Protocols

How can the use of ‘protocols’ help establish and legitimize listening as a reliable research methodology across disciplines?

In what ways can a protocol retain critical and creative vibrancy?

Through each phase of LxDII, listening protocols and vocabularies have been two interlinked aspects of the research project.

They have now been brought together on our new interactive Platform for Listening Protocols and Vocabularies created by our partner Finetuned.

Historically, benefits of listening have been neglected in most disciplines due to its perceived unreliability. Recently there has been a marked sonic turn across the arts and humanities, with a growing interest in sound and listening. However, in science, despite evidence of a broad interest in sound, listening is used mainly as a qualitative process, considered to lack legitimacy and viewed as subjective and peripheral to established data analysis methods, and being in need of technological (visual) verification.

In response, a core part of the research project is dedicated to the development of ‘listening protocols’ that organise and articulate listening in a way that is useful and adaptable to various disciplines, enabling and legitimising sonic processes and materialities as part of research and knowledge production. Such protocols are derived from practice and the observation of practice, and take the form of an instructive document that while providing a shareable framework retain space for the contingency and unrepeatability of sound.

There is an intrinsic paradox in our aim to organise the unrepeatable and contingent practice of listening into protocols, which are frameworks for ensuring repeatability and reliability. Protocols by their very nature reduce processes into articulable formulas and steps. Sound’s knowledge when it is not reduced to data and semantic reference, refuses such an organisation. This project engages very deliberately in this paradox, aiming to find a shareable and transferable methodology without ignoring the particularity of listening and sound.

For this reason these protocols are worked out from practice rather than theories or instructions. Their format and content is developed from the listening processes observed during the fieldwork of phases 1 and 2. During that time we work with home and partner institutions, observing and analysing their listening approaches, to develop six sample protocols. Subsequently we test these protocols on the partner disciplines of phase 3, which while concerned with sound do not necessarily listen as part of their work. During Phases 4 and 5 we refine best practice protocols and apply them via sonification to the largely unsound context of social exclusion (LSE).

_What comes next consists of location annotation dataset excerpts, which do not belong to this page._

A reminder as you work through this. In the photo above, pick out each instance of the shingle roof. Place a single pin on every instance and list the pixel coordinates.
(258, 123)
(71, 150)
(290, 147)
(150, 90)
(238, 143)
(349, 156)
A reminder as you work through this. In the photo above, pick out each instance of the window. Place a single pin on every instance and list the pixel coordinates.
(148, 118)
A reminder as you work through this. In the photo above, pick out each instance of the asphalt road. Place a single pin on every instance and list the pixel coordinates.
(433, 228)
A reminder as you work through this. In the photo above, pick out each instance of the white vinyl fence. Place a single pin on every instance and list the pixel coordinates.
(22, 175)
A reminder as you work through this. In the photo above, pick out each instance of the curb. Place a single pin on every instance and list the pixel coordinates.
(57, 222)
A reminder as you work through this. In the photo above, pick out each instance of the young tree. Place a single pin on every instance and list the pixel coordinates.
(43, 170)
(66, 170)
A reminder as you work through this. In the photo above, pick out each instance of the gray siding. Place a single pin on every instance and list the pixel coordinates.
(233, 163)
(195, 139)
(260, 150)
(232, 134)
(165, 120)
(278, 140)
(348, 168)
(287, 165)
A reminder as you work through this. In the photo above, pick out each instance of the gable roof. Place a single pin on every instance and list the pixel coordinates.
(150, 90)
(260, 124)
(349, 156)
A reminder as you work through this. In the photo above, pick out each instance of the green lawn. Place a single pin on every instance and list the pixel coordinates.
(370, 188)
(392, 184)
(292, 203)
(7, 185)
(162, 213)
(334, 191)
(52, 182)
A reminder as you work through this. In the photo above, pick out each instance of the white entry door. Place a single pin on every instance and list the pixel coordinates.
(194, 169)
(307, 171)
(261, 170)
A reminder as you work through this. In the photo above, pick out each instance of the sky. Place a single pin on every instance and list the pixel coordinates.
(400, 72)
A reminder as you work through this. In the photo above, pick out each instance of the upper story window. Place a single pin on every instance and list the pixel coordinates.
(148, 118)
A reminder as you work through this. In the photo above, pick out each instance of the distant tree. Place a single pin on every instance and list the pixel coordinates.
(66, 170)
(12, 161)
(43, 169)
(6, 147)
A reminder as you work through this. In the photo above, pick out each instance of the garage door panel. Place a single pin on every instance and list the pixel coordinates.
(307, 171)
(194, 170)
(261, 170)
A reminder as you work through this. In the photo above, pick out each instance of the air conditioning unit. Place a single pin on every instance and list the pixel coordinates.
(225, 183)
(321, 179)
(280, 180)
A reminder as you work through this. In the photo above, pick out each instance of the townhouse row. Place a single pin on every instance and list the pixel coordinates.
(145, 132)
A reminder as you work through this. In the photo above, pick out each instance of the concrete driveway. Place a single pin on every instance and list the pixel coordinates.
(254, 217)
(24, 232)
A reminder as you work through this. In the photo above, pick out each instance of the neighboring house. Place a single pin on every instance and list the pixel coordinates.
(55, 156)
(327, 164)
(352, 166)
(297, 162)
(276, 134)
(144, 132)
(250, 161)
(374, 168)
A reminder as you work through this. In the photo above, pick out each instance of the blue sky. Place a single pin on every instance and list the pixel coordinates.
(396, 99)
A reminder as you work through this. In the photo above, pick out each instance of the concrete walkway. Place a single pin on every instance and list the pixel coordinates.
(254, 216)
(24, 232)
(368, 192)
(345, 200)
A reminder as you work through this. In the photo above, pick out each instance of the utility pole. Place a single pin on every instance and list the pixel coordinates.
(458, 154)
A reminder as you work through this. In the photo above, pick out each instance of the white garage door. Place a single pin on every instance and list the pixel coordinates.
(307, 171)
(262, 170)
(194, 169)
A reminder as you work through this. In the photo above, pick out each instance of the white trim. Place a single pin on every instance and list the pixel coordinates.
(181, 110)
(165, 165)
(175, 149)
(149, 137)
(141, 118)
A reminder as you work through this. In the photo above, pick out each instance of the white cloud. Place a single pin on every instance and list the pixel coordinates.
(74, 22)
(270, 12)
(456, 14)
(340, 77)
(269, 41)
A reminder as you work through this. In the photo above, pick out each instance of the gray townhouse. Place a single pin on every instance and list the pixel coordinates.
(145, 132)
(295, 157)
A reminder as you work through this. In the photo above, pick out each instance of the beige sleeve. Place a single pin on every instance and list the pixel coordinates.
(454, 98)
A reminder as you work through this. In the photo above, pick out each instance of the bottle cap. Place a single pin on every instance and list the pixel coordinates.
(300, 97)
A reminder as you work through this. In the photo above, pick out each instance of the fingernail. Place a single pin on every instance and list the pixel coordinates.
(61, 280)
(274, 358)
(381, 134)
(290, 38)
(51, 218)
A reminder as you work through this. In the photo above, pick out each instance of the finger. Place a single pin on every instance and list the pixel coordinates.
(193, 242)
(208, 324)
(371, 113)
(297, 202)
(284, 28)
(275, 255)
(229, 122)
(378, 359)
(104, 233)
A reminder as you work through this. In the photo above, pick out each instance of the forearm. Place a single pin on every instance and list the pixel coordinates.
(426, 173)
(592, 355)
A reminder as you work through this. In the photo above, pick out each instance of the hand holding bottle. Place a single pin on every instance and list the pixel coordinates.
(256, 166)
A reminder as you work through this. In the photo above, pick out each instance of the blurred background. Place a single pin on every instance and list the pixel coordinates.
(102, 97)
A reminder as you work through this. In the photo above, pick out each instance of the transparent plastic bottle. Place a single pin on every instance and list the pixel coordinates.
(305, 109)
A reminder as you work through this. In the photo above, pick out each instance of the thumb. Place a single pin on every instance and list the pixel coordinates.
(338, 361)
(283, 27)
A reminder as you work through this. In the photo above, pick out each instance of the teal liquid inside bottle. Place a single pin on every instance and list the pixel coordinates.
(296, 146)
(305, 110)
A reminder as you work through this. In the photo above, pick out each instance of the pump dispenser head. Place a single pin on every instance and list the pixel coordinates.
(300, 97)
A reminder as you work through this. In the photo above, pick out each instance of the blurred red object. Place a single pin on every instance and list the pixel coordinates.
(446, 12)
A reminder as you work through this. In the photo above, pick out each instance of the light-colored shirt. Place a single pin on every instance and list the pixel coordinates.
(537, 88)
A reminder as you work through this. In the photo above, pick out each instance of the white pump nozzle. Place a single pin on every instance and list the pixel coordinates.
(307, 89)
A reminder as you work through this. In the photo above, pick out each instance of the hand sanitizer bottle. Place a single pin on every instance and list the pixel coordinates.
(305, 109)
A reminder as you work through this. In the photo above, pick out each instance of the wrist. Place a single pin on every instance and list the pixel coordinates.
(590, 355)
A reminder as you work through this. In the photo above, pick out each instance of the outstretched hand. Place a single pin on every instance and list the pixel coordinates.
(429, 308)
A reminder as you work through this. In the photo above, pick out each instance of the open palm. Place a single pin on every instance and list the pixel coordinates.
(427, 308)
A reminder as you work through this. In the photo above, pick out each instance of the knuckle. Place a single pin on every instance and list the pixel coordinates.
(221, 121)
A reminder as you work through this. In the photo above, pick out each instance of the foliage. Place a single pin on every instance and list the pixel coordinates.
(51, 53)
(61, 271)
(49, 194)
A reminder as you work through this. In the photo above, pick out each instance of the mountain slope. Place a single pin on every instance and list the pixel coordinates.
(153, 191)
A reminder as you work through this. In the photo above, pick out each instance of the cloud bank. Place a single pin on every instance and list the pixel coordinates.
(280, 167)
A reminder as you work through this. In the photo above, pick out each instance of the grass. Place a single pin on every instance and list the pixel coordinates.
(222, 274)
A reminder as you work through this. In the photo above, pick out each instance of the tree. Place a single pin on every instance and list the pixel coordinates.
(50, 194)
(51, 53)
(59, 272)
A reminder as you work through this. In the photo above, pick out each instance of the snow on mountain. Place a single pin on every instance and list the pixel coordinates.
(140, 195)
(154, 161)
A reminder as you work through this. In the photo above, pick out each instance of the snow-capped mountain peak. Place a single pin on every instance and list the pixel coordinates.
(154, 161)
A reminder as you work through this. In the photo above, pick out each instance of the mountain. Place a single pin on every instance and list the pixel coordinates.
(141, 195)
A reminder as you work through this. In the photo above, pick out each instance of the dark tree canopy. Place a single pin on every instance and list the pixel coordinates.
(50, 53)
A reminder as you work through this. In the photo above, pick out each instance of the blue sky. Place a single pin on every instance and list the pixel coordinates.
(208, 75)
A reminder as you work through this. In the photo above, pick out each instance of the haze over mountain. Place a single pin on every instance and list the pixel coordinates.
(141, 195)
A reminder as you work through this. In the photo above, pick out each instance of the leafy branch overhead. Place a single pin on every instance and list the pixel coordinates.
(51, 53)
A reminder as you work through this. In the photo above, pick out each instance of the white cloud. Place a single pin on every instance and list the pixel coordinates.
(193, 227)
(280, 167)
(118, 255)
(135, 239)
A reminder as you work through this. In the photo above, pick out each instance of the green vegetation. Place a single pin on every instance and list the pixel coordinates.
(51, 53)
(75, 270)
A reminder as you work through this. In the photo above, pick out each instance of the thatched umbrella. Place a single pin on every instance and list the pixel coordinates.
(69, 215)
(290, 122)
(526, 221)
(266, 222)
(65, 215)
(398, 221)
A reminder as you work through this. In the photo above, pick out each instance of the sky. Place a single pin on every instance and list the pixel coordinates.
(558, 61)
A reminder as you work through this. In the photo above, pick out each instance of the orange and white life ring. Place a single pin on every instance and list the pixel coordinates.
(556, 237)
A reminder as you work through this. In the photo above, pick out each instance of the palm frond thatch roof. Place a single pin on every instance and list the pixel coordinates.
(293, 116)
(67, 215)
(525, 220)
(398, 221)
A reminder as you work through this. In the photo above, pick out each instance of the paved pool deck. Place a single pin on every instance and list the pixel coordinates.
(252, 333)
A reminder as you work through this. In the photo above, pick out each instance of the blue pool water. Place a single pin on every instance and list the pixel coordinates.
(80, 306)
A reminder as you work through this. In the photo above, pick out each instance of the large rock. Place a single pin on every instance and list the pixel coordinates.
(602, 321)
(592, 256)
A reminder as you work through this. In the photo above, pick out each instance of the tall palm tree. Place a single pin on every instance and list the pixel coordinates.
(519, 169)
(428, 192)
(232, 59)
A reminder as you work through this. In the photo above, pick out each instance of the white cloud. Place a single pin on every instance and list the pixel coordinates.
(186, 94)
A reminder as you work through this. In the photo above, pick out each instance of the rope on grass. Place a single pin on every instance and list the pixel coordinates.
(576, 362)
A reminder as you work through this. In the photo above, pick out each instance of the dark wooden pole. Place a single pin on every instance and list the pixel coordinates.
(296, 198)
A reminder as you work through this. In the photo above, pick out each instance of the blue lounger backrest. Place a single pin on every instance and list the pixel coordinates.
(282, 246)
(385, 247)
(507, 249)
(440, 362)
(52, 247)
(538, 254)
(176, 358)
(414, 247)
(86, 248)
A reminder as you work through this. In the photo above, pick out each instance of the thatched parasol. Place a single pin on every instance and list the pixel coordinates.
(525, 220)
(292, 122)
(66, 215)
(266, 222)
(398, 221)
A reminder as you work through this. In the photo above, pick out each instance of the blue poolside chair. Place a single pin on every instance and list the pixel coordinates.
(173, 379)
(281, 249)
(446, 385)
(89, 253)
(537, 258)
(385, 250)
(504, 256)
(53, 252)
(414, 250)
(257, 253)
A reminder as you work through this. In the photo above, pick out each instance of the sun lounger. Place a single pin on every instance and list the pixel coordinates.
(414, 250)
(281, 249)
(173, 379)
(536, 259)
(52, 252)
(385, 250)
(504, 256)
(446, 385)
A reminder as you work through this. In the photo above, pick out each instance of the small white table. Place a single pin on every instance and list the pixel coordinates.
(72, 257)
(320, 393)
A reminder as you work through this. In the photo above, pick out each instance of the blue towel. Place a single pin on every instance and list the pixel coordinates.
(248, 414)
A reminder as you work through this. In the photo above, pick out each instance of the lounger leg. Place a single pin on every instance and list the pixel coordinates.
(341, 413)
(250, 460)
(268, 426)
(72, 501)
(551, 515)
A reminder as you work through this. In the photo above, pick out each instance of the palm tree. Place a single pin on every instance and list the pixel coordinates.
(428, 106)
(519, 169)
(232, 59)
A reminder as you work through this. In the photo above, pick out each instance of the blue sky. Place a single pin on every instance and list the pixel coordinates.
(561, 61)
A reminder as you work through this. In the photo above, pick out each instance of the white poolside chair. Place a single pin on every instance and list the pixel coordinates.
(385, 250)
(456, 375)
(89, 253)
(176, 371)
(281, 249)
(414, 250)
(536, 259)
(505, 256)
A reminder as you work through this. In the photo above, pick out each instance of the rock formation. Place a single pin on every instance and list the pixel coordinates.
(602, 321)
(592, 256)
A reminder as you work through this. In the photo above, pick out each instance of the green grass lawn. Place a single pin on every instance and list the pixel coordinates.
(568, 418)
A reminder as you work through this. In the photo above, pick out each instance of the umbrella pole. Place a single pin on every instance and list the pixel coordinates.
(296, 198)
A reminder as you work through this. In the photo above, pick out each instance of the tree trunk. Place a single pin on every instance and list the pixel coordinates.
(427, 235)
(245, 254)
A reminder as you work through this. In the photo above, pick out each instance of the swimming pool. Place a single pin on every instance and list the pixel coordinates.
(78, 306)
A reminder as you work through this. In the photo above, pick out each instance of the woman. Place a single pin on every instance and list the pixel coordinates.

Workshop on Protocols: Edinburgh University

We are interested in building protocols for a variety of reasons:

  • to explore the possibility for developing best practice models and transferable methodologies across disciplines
  • to test protocols in disciplines that do not involve sound or sonic data
  • to identify the pedagogical impact such protocols might have in teaching and learning and the possibility for their intervention in curriculum design.

We do not want to create a cookbook of listening through the development of protocols and recognise the threat of homogeneity and deskilling that protocols can induce. Art and design can offset some of this anxiety through creative histories of manifesto making and text/graphic scores. With this in mind we are leaning on the implied legitimacy of the protocol itself in the hope of making our own that can be shared and useful; that carries a sense of social responsibility; that can be generative and disruptive; and have pedagogical impact and perhaps even evidence itself as a mapping, questioning or diagrammatic score. Hence, we are conceptually framing this research strand as a ‘protocoling’: an ongoing doing and practicing generated from embedded fieldwork, workshops and public co-construction.